Saturday, February 20, 2010

Olympic bodies.

The Olympics don't just bring sport to a city, they bring an array of other exciting activities including those that are part of the Cultural Olympiad.  And the Vancouver Art Gallery located at Robson Square (a major downtown Olympic space) offered several presentations that were part of the celebration.  I already mentioned Michael Lin's spectacular Modest Vail that adorned the outside of the building. Inside, the gallery hosted a temporary exhibition that was part of the Cultural Olympiad called Visceral Bodies.  (Interestingly, there was another temporary exhibit called Leonardo da Vinci: The Mechanics of Man that wasn't part of the Cultural Olympiad.  It featured anatomical drawings from da Vinci's journals and was a perfect intro to the more abstract nature of Visceral Bodies.)

Visceral Bodies was a first rate show with some first rate artists who explored the changing perceptions of the human body, often contemplating how science has changed our ideas about ourselves.  Many of the works were surprisingly powerful and I was caught off guard by how much emotion they inspired.  The exhibit lived up to its name by forcing some truly visceral reactions.

Here are just a few of the many stand out works.  (Note: Photography was not allowed.  So these photos are taken from the Internet and do not represent installation views.)

The show featured two works by one of my favorite artists, Marc Quinn.  Both were spectacular.  First up, Carl Whittaker - Amiodarone, Aspirin, Ciclosporin (Heart Transplant) (2005, polimer wax, drugs).  As is frequently the case with Quinn's work, this cast of an actual heart transplant patient asks lots of questions about the thin line between life and death.  The sculpture is cast with a mixture of wax and the drugs that help to keep the patient alive.  And while the cast was made from a living person, the final scultpture evokes death.

Also on display was Quinn's Early Self Portrait (2007, rose marble).  There were lots of things that make this work interesting.  Quinn is known for making self portraits including a work cast from his own blood and maintained in a frozen state.  The marble sculpture at the Vancouver Art Gallery responds to some of the artist's earlier work.  Several years ago Quinn created a series of marble portraits of athletes with missing limbs.  The works elicited a fair amount of outrage and disgust.  As a response, Quinn created this sculpture created from actual MRI images of a developing fetus.  The strange creature has yet to develop arms and legs. I was surprised at how much this looked like a Cubist sculpture.

Another artist known for making casts of his own body is Antony Gormley.
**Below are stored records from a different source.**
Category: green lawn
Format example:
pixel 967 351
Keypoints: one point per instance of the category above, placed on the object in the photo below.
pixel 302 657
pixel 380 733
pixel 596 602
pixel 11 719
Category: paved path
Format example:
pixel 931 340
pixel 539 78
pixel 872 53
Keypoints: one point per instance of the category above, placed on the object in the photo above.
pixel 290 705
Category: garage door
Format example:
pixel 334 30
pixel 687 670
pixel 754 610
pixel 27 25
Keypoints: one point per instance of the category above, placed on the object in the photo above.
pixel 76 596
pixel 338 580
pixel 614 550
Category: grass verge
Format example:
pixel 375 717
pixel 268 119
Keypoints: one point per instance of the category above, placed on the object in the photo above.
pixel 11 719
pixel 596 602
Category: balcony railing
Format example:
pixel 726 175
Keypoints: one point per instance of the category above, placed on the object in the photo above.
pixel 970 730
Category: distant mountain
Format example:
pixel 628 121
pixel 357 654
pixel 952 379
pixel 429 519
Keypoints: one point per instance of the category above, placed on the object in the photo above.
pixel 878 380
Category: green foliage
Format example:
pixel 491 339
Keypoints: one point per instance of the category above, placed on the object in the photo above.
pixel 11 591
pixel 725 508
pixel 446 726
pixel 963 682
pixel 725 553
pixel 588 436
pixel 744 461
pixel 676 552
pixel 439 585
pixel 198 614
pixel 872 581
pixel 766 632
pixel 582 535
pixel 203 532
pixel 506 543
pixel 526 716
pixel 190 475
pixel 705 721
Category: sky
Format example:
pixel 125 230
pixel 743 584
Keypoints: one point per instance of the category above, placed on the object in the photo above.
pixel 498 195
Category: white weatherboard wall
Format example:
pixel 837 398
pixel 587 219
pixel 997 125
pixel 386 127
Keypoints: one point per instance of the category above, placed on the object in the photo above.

His large installation works can feature hundreds of casts of himself.  Other works use the artist's body as a starting point but then abstract the information to the point of non-recognition.  Drift II (2007, 2mm square section stainless steel bar) is one such work.
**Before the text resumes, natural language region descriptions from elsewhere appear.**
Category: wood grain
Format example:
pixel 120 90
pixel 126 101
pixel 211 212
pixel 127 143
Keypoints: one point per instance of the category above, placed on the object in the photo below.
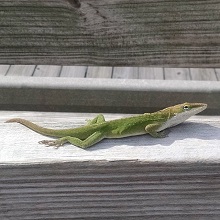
pixel 47 71
pixel 114 33
pixel 132 178
pixel 110 190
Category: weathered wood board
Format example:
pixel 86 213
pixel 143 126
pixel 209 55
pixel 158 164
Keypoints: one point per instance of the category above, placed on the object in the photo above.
pixel 180 146
pixel 103 95
pixel 178 33
pixel 133 178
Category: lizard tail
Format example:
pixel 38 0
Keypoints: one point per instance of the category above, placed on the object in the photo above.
pixel 34 127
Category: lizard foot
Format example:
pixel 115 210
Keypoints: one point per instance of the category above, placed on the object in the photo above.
pixel 54 143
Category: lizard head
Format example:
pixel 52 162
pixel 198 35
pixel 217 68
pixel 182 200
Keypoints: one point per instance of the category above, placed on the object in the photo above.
pixel 179 113
pixel 187 109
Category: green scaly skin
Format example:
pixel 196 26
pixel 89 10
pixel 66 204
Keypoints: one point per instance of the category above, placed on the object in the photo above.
pixel 97 129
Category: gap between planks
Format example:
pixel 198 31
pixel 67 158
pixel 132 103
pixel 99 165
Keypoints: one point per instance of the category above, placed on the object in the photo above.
pixel 209 74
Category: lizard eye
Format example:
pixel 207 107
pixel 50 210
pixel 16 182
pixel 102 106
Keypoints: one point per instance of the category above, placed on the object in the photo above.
pixel 186 107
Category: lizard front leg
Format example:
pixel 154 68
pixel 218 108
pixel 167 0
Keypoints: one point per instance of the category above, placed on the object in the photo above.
pixel 152 130
pixel 88 142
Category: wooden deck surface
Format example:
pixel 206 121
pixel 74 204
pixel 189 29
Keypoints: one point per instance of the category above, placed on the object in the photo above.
pixel 210 74
pixel 132 178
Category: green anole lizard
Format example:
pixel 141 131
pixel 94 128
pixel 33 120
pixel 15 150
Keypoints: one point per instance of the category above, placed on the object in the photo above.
pixel 97 129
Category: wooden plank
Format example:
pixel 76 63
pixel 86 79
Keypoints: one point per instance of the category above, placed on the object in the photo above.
pixel 115 33
pixel 177 73
pixel 110 190
pixel 217 71
pixel 125 73
pixel 150 73
pixel 73 71
pixel 203 74
pixel 4 69
pixel 132 178
pixel 103 95
pixel 99 72
pixel 21 70
pixel 47 70
pixel 189 142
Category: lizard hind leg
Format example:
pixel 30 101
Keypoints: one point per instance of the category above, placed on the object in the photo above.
pixel 88 142
pixel 97 120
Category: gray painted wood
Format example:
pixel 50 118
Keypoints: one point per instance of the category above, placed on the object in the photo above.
pixel 4 69
pixel 21 70
pixel 104 95
pixel 119 32
pixel 99 72
pixel 217 71
pixel 196 140
pixel 133 178
pixel 73 71
pixel 150 73
pixel 203 74
pixel 125 73
pixel 177 74
pixel 47 71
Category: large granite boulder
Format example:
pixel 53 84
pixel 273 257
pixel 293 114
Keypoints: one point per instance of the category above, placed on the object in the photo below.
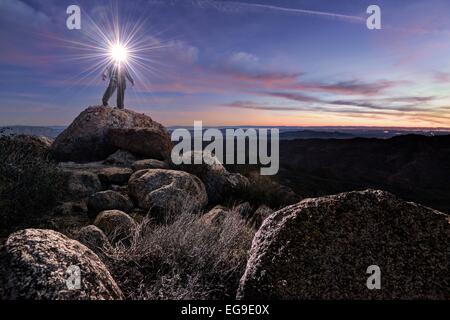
pixel 167 190
pixel 87 138
pixel 153 142
pixel 36 264
pixel 17 146
pixel 219 182
pixel 322 249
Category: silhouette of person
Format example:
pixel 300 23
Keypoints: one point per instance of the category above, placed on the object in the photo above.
pixel 117 74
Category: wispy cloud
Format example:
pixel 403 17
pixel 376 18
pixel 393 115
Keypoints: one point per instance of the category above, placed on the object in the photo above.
pixel 245 7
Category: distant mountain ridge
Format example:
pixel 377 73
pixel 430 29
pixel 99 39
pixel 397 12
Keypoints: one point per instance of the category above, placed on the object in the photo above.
pixel 286 132
pixel 49 132
pixel 415 167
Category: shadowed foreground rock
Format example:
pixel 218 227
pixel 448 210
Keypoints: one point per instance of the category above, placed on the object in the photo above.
pixel 219 183
pixel 321 249
pixel 117 225
pixel 34 266
pixel 167 190
pixel 86 139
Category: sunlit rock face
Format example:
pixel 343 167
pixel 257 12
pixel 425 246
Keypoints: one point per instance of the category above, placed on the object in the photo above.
pixel 100 131
pixel 35 264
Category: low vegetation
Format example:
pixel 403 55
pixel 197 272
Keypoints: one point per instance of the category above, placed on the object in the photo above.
pixel 184 258
pixel 29 183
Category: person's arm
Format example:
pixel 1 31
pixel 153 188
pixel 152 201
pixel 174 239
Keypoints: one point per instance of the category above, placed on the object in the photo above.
pixel 105 73
pixel 127 74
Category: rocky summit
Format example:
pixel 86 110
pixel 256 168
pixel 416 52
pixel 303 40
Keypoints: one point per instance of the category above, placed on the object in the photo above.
pixel 35 265
pixel 321 249
pixel 100 131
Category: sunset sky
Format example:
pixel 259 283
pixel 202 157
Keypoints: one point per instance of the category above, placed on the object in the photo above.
pixel 253 62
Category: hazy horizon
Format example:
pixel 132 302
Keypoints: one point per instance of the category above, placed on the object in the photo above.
pixel 254 62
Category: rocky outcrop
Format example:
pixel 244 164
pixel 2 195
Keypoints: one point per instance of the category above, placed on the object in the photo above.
pixel 153 142
pixel 219 183
pixel 256 219
pixel 216 216
pixel 121 158
pixel 114 175
pixel 117 225
pixel 321 249
pixel 108 200
pixel 70 208
pixel 167 190
pixel 81 183
pixel 149 164
pixel 94 238
pixel 88 138
pixel 35 265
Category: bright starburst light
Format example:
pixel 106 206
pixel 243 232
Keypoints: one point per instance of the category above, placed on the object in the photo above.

One of my favorite works in the show was Memoria I, 24.10.07 (2007, calcium sulfate with cianacrilate application, resin base, and stainless still supports) by Mexican artist Gabriel de la Mora.  I knew nothing about Mora before this show but I'll definitely be on the look out for more of his work in the future.  This family portrait consists of exact replicas of the family members' skulls.  The skulls are made by rendering in three dimensions the MRI images taken of each family members' skull. Mora even got permission to exhume the bodies of his dead grandfather and still born sister to complete the portrait.  It was hauntingly beautiful.
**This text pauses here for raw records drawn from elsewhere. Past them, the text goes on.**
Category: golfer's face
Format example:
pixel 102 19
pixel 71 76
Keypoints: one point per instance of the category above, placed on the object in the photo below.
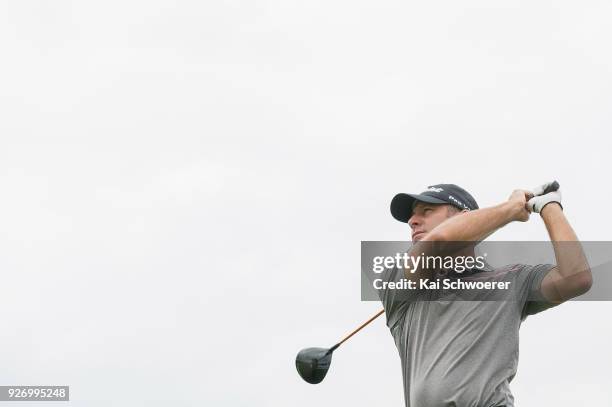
pixel 425 217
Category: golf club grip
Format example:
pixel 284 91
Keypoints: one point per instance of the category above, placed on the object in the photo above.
pixel 379 313
pixel 552 187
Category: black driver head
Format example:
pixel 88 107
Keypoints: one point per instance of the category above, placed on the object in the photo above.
pixel 313 363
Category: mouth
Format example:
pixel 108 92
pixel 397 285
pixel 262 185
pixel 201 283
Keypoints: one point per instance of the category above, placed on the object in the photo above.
pixel 417 233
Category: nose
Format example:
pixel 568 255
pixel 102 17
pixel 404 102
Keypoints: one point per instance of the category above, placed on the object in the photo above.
pixel 414 221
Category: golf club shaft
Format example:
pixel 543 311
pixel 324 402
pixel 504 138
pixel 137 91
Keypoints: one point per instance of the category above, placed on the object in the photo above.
pixel 356 330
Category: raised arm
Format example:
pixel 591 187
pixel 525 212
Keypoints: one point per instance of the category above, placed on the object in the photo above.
pixel 572 275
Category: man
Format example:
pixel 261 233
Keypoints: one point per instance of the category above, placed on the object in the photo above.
pixel 465 353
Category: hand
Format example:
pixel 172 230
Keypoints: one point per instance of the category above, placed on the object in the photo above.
pixel 538 202
pixel 518 203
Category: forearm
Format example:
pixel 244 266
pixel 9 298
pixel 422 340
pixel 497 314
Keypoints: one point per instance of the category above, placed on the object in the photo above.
pixel 475 226
pixel 572 264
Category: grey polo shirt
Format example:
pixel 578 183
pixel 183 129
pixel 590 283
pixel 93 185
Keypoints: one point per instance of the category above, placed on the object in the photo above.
pixel 462 353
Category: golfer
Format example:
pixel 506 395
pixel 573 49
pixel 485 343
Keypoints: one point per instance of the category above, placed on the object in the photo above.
pixel 465 353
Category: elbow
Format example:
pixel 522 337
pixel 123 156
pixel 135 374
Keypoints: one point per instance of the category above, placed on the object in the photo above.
pixel 585 281
pixel 580 283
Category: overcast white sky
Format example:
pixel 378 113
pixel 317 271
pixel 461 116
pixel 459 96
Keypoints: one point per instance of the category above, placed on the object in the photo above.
pixel 185 185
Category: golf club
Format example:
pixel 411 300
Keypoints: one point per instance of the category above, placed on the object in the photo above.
pixel 313 363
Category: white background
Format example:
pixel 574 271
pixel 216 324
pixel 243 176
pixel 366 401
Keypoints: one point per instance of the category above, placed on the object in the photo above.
pixel 184 185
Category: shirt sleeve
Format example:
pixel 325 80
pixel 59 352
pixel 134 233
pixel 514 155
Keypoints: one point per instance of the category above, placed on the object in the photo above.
pixel 530 281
I'll mention one last work that was so disturbing I couldn't experience it as intended by the artist. Teresa Margolles is another Mexican artists whose work I didn't know.  Her art explores the unnecessary and rampant violence that has overtaken her country.  Vaho (No. 1 - 3) (2006, acrylic, organic material) is a work that begins with the autoposy of a Mexican murder victim.  The art on display in Vancouver consisted of acrylic boxes splattered with organic material released during the autopsy.  Near these boxes was a pair of headphones where visitors could listen to the sounds of the autopsy victim being cut open.  I couldn't bring myself to put on the headphones. I suppose some might find this work gratuitous.  But sometimes, the only way to break through the noise of modern life and get people to pay attention to the attrocities that surround us, is to shock. And few things are better suited to accomplish that than art.